Dáil debates

Tuesday, 10 February 2009

 

Social Partnership Agreement.

3:00 pm

Photo of Eamon GilmoreEamon Gilmore (Dún Laoghaire, Labour)

The Taoiseach referred to the transitional agreement which the social partners negotiated last September. Is that agreement not now in tatters? The Construction Industry Federation said that it would not partake in it. IBEC, which ratified it, announced recently that it will not honour its pay terms. Last week in the House the Taoiseach effectively said the same, that in respect of employees in the public service the pay terms of that agreement cannot be honoured. A string of industry representative bodies covered by the joint labour committees have indicated they are having difficulty paying the terms of the legally enforceable employment regulation orders in their industries. Since the agreement was negotiated the Taoiseach announced a budget which imposed an income levy, or tax on incomes, a reduction in a variety of tax reliefs applying to pay as you earn, PAYE, workers and the introduction of, or increase in, several levies and charges.

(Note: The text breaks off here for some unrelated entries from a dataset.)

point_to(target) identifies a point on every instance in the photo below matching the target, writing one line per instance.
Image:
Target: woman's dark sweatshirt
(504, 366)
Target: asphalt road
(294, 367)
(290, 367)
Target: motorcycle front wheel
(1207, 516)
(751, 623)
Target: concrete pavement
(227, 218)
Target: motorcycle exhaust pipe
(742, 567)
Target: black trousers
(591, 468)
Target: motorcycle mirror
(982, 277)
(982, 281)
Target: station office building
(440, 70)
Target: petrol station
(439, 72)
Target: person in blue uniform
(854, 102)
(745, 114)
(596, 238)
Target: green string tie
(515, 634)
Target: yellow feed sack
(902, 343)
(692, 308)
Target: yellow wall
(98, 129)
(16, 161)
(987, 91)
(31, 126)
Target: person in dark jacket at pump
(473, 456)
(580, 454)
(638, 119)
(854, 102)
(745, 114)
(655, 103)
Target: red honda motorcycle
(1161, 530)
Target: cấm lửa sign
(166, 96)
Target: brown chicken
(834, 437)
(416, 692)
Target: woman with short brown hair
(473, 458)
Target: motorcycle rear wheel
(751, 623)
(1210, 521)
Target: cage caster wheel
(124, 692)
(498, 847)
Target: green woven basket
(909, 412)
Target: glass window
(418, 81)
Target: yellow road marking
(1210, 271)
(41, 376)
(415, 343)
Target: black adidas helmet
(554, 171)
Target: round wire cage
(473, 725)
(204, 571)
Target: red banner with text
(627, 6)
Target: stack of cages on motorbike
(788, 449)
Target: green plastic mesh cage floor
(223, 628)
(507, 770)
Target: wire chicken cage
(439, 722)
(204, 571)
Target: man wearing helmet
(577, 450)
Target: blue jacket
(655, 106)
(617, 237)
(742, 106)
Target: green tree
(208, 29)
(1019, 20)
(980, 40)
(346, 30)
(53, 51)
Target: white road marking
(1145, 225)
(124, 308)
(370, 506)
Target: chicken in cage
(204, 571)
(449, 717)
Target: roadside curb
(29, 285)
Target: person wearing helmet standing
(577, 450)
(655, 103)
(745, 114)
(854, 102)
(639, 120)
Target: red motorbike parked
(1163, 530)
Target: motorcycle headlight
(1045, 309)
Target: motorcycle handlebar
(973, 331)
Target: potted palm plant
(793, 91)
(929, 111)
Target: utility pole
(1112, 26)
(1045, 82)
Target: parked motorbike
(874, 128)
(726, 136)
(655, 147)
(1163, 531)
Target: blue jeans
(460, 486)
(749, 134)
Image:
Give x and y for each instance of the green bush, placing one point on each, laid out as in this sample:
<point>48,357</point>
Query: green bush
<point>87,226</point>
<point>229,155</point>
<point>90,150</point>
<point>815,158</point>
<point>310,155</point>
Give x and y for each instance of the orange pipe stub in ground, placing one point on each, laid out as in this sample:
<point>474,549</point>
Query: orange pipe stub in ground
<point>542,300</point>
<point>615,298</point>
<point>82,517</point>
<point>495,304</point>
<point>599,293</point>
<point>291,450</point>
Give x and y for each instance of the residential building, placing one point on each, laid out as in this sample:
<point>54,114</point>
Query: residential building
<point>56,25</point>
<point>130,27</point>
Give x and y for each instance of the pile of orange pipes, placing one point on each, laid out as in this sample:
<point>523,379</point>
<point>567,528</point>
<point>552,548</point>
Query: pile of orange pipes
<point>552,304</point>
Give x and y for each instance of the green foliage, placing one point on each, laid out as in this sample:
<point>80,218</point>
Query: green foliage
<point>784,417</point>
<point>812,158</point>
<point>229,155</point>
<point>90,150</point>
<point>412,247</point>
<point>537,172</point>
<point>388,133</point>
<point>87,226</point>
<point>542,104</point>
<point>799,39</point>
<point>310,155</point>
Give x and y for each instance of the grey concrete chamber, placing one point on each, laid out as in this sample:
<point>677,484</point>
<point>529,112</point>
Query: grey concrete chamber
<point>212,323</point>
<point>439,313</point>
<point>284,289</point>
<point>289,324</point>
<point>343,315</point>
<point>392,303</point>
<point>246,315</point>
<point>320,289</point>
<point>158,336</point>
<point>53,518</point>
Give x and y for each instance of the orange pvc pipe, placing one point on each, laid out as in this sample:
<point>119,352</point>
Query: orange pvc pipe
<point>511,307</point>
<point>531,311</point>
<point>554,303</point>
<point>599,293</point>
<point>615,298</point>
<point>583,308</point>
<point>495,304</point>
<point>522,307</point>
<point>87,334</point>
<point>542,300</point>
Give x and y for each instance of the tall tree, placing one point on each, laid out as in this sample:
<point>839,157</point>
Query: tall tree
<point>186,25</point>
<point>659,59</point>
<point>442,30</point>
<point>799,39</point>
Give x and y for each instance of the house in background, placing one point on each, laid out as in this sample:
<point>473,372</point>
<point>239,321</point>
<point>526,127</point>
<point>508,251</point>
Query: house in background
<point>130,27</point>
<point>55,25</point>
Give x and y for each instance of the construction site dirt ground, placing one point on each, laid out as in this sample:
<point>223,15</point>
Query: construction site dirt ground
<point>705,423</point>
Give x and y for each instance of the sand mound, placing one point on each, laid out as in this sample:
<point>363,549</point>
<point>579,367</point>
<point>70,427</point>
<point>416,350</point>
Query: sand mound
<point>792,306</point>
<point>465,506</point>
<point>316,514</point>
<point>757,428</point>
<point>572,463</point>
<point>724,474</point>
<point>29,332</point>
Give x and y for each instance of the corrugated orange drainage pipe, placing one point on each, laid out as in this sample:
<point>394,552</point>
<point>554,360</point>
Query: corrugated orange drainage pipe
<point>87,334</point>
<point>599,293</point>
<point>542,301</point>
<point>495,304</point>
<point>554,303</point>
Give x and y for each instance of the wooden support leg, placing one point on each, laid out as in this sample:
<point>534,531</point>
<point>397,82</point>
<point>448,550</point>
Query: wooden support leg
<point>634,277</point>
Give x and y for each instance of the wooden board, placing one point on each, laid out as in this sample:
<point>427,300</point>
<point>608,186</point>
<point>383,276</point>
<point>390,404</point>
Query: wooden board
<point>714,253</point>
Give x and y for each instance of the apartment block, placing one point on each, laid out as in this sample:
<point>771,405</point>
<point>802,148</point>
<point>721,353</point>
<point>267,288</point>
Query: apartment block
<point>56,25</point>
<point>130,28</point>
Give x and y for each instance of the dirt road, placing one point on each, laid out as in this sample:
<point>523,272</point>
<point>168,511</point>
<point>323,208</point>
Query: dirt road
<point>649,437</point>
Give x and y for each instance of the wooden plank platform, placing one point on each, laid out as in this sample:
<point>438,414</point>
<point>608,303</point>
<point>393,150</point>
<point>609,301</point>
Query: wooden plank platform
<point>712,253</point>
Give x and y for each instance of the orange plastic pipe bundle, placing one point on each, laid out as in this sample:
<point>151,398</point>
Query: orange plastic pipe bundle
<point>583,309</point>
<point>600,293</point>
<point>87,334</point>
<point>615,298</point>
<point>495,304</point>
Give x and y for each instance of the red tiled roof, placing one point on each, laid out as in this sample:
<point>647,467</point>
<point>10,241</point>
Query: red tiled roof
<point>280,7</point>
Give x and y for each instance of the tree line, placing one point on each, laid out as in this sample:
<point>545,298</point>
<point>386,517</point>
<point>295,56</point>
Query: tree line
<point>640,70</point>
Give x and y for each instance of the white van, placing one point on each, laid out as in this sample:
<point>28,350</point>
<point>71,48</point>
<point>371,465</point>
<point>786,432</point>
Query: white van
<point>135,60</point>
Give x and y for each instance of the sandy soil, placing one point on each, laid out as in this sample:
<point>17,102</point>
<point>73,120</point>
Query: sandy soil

In addition, he announced last week a 7.5% average so-called pension levy on public service employees which is in effect a pay cut for those employees.

While there is much lip service being paid to the concept, principle and desirability of social partnership, the reality is that the agreement at the heart of the social partnership process is now in tatters. There is little or no prospect of the pay elements of that agreement ever being implemented.